Under the current U.S. News ranking method, schools are blindly rewarded for spending more per student — even if that increase in spending doesn’t reflect a higher quality education. When a university, for example, spends millions on creating state-of-the-art fitness centers, their ranking could get a hefty boost. However, certain cost-cutting behaviors, even those that benefit the university as a whole, may decrease a school’s score.

According to University spokesman Rick Fitzgerald, over the past decade the University has worked on controlling costs on behind-the-scene expenses, such as efficient building maintenance. Though consolidation of heating and cooling systems saved the University money on non-academic expenditures, freeing more funding for educational spending, the U.S. News noted this cost cutting as simply a drop in spending per student. Such ranking systems thus tend to overlook efficient spending, rewarding indiscriminate expenses over innovation and smart downsizing.

Administrators can also manipulate the numbers to inflate their university’s standing, misrepresenting the validity of the rankings. In 2012, officials at both Claremont McKenna College in California and Emory University in Georgia admitted to inflating test scores of their incoming freshman classes in their own university’s admission reports. Despite the schools’ acknowledgement of these fabrications, the U.S. News and World Report rankings did not adjust for the inflated SAT scores. In other words, falsified test scores didn’t reduce the ranking of these colleges. This policy sets a precedent for administrators that rewards dishonesty with status.

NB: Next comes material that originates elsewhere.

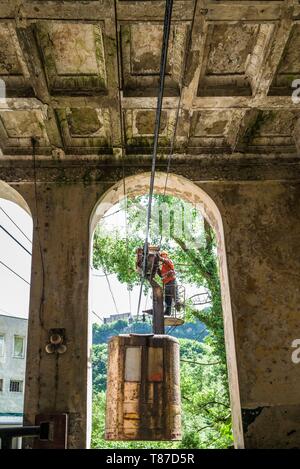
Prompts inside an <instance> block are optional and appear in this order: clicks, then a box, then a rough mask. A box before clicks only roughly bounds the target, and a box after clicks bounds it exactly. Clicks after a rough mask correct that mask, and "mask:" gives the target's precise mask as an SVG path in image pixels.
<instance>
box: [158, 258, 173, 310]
mask: <svg viewBox="0 0 300 469" xmlns="http://www.w3.org/2000/svg"><path fill="white" fill-rule="evenodd" d="M159 260H160V261H161V267H160V268H159V269H158V274H159V276H160V277H161V278H162V281H163V284H164V294H165V304H166V309H165V315H166V316H170V315H171V308H172V300H174V302H175V304H176V302H177V285H176V272H175V269H174V264H173V262H172V261H171V259H170V258H169V256H168V253H167V252H166V251H162V252H161V253H160V256H159Z"/></svg>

The U.S. News system also includes an administrative rank. University officials rank other schools based on academic reputation on a scale of one to five, or “don’t know” if the administrator is unfamiliar with the institution. However, this academic reputation does not necessarily correlate with a better education. Ivy League schools, which usually top the U.S. News list, have the benefit of name recognition. Smaller and newer institutions, regardless of their instructional quality, are at a disadvantage when trying to improve their own ranking. In this way, such rankings are often static, and don’t capture lesser-known schools accurately.

Though college rankings offer a convenient measure to compare schools, such calculations leave out several key factors, such as atmosphere and community engagement, while overemphasizing general spending and reputation. Students and administrators should exercise caution when taking these numbers into account.